Selecting Subsets of Data in Pandas: Part 2

Ted Petrou
Dunder Data
Published in
20 min readDec 8, 2017

--

Part Two: Boolean Indexing

This is part two of a four-part series on how to select subsets of data from a pandas DataFrame or Series. Pandas offers a wide variety of options for subset selection which necessitates multiple articles. This series is broken down into the following four topics.

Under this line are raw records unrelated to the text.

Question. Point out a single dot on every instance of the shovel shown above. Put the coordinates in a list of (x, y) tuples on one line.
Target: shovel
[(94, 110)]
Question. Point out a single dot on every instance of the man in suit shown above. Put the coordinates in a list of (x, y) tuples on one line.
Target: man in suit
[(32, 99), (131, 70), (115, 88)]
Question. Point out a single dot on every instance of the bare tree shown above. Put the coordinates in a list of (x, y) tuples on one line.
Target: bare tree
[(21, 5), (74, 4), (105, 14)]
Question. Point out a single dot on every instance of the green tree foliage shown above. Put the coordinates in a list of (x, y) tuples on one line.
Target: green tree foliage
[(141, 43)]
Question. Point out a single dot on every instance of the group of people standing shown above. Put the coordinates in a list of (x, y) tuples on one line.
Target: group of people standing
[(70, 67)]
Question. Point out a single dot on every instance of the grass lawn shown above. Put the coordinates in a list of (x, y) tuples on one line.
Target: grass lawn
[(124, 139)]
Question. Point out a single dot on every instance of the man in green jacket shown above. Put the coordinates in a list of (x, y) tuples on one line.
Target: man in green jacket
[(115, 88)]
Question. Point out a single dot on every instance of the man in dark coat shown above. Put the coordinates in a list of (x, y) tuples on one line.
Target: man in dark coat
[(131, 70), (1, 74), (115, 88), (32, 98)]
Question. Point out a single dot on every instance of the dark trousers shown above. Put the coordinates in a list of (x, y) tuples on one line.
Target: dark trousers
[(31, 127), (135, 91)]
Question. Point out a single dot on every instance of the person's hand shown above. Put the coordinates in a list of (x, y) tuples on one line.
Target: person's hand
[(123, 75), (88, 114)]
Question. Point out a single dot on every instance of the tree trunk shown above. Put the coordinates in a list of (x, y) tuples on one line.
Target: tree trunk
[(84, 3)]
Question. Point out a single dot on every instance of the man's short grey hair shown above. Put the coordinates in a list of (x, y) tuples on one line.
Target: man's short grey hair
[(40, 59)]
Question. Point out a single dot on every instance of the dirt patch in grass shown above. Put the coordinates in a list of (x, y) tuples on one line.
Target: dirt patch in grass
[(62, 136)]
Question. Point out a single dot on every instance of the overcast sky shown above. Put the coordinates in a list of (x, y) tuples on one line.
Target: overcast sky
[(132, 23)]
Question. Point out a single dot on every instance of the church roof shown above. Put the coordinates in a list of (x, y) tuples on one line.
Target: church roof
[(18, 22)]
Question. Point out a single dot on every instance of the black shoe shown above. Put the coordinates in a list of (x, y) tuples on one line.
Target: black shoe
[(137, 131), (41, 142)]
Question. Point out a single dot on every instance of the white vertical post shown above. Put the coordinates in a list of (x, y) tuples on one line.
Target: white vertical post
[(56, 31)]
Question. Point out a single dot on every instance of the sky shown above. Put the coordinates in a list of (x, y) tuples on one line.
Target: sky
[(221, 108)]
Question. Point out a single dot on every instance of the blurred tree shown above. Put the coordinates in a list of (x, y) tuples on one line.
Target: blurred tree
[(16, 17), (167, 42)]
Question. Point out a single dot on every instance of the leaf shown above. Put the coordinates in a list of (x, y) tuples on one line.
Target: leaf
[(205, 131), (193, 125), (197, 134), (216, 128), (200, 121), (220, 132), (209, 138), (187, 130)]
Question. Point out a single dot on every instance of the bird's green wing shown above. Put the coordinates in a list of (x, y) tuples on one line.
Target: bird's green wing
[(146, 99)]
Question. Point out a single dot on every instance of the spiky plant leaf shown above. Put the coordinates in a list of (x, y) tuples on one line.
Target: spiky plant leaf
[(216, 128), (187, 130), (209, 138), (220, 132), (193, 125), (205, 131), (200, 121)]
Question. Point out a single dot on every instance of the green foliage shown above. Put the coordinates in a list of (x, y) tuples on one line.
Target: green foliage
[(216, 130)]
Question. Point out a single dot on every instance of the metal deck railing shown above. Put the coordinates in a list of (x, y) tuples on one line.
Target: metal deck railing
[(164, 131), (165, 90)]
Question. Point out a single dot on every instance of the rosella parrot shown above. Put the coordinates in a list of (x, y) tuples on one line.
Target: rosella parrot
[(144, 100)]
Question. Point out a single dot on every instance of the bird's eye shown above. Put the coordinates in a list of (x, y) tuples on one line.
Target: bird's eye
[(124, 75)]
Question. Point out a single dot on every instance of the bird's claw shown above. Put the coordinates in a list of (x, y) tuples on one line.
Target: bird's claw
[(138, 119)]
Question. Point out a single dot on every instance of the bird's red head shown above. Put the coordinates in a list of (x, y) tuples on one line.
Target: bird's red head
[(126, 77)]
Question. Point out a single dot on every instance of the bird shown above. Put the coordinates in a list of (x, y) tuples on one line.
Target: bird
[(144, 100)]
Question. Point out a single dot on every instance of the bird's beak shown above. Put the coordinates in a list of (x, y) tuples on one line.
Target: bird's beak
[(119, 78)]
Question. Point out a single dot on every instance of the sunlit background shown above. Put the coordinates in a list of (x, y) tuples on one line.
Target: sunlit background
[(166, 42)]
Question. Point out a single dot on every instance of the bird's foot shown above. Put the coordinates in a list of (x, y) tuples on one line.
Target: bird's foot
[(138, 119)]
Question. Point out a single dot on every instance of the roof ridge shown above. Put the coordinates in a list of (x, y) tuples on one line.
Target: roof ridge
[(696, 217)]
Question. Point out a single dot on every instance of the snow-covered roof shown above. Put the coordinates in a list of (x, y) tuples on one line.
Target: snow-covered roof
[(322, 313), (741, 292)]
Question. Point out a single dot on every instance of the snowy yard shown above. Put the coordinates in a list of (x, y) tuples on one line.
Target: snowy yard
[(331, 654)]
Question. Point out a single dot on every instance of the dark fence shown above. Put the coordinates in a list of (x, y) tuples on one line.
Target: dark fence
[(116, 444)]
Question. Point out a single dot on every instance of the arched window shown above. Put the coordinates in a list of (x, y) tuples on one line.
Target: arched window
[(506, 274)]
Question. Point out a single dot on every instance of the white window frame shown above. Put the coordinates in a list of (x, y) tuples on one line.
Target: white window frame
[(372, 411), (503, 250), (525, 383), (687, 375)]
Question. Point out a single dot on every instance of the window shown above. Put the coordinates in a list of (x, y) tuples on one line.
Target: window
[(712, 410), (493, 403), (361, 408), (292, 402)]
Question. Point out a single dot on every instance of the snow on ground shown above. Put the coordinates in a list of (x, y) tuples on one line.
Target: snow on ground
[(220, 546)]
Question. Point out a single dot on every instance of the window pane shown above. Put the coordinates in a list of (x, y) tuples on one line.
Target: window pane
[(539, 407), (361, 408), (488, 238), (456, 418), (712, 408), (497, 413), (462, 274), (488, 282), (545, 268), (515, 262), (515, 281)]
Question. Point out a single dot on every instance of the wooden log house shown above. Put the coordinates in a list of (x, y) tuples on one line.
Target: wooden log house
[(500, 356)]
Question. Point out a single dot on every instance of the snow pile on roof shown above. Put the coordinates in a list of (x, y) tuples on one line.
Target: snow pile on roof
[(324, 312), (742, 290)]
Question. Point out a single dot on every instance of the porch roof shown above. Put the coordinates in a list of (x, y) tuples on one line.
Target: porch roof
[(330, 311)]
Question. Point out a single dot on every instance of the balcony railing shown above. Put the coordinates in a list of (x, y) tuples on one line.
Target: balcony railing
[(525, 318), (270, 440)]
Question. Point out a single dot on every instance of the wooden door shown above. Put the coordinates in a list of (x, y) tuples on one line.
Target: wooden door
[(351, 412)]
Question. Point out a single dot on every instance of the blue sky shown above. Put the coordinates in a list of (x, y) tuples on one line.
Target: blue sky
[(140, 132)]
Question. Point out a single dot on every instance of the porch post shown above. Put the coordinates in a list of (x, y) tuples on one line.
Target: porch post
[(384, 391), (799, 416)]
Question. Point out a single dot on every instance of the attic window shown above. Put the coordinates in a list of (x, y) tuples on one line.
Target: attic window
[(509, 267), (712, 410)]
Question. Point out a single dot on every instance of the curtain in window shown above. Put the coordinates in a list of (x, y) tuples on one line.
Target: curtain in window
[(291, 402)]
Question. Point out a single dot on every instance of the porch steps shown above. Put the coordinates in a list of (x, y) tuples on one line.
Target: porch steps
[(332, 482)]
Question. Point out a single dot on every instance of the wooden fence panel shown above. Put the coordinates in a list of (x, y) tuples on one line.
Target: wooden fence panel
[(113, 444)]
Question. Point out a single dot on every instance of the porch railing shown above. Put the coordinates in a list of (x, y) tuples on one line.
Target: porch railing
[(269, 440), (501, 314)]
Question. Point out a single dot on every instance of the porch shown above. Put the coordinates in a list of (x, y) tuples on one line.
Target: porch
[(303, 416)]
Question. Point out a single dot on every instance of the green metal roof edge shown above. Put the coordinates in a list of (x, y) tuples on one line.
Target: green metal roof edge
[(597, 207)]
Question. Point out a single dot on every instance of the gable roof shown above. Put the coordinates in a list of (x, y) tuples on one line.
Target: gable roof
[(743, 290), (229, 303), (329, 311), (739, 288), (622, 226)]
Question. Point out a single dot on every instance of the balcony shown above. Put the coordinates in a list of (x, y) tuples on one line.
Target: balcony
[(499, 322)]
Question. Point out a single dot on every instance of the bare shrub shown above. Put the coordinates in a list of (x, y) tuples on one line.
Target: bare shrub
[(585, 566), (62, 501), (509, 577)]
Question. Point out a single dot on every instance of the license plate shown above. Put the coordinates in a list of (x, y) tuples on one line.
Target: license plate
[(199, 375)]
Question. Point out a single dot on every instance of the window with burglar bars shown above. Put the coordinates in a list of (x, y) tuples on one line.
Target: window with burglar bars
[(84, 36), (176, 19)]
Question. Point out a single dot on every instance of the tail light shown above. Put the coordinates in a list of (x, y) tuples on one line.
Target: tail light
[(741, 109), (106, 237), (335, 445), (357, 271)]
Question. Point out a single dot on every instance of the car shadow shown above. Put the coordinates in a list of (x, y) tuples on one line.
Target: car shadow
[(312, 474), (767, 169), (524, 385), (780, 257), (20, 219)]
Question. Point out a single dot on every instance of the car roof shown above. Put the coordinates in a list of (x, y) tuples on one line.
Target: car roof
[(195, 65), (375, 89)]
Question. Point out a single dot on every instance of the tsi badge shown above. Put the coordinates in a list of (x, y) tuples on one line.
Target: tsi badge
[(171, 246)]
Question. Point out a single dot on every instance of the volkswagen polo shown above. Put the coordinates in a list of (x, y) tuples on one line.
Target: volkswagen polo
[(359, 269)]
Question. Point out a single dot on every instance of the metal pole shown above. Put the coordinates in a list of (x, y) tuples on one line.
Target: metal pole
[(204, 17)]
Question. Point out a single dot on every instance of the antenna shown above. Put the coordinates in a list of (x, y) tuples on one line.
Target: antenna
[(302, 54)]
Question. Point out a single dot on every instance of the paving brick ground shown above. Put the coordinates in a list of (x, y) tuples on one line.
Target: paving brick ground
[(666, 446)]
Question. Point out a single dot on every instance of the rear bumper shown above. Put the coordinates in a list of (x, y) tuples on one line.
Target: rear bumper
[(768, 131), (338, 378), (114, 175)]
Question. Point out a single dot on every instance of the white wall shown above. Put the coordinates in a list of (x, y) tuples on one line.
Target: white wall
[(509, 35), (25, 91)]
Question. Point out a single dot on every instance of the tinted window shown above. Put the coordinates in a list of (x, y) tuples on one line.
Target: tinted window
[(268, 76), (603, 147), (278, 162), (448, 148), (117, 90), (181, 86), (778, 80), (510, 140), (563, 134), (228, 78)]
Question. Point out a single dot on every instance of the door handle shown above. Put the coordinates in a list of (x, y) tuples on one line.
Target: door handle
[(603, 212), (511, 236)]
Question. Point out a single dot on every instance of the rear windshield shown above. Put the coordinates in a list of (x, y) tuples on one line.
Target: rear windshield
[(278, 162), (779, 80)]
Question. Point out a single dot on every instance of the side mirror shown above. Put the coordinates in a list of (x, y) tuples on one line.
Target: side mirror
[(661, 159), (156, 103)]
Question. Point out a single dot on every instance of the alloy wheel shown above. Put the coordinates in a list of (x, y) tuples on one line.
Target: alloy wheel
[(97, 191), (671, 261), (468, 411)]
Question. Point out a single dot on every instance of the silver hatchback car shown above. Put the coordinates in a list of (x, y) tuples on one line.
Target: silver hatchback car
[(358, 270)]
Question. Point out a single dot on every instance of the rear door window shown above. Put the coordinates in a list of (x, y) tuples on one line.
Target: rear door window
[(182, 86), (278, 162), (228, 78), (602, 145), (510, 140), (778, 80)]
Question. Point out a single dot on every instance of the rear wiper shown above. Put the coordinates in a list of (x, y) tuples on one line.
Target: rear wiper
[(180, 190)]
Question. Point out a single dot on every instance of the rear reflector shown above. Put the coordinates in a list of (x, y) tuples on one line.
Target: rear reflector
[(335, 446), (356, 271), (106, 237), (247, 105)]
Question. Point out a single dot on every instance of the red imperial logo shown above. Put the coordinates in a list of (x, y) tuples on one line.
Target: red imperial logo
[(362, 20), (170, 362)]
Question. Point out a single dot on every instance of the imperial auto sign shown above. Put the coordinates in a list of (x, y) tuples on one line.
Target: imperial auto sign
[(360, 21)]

  1. Selection with [], .loc and .iloc
  2. Boolean indexing
  3. Assigning subsets of data
  4. How NOT to select subsets of data

Learn More

Master Data Analysis with Python is an extremely comprehensive text with over 80 chapters, 500 exercises, and video lessons to help you become an expert.

Part 1 vs Part 2 subset selection

Part 1 of this series covered subset selection with [], .loc and .iloc. All three of these indexers use either the row/column labels or their integer location to make selections. The actual data of the Series/DataFrame is not used at all during the selection.

In Part 2 of this series, on boolean indexing, we will select subsets of data based on the actual values of the data in the Series/DataFrame and NOT on their row/column labels or integer locations.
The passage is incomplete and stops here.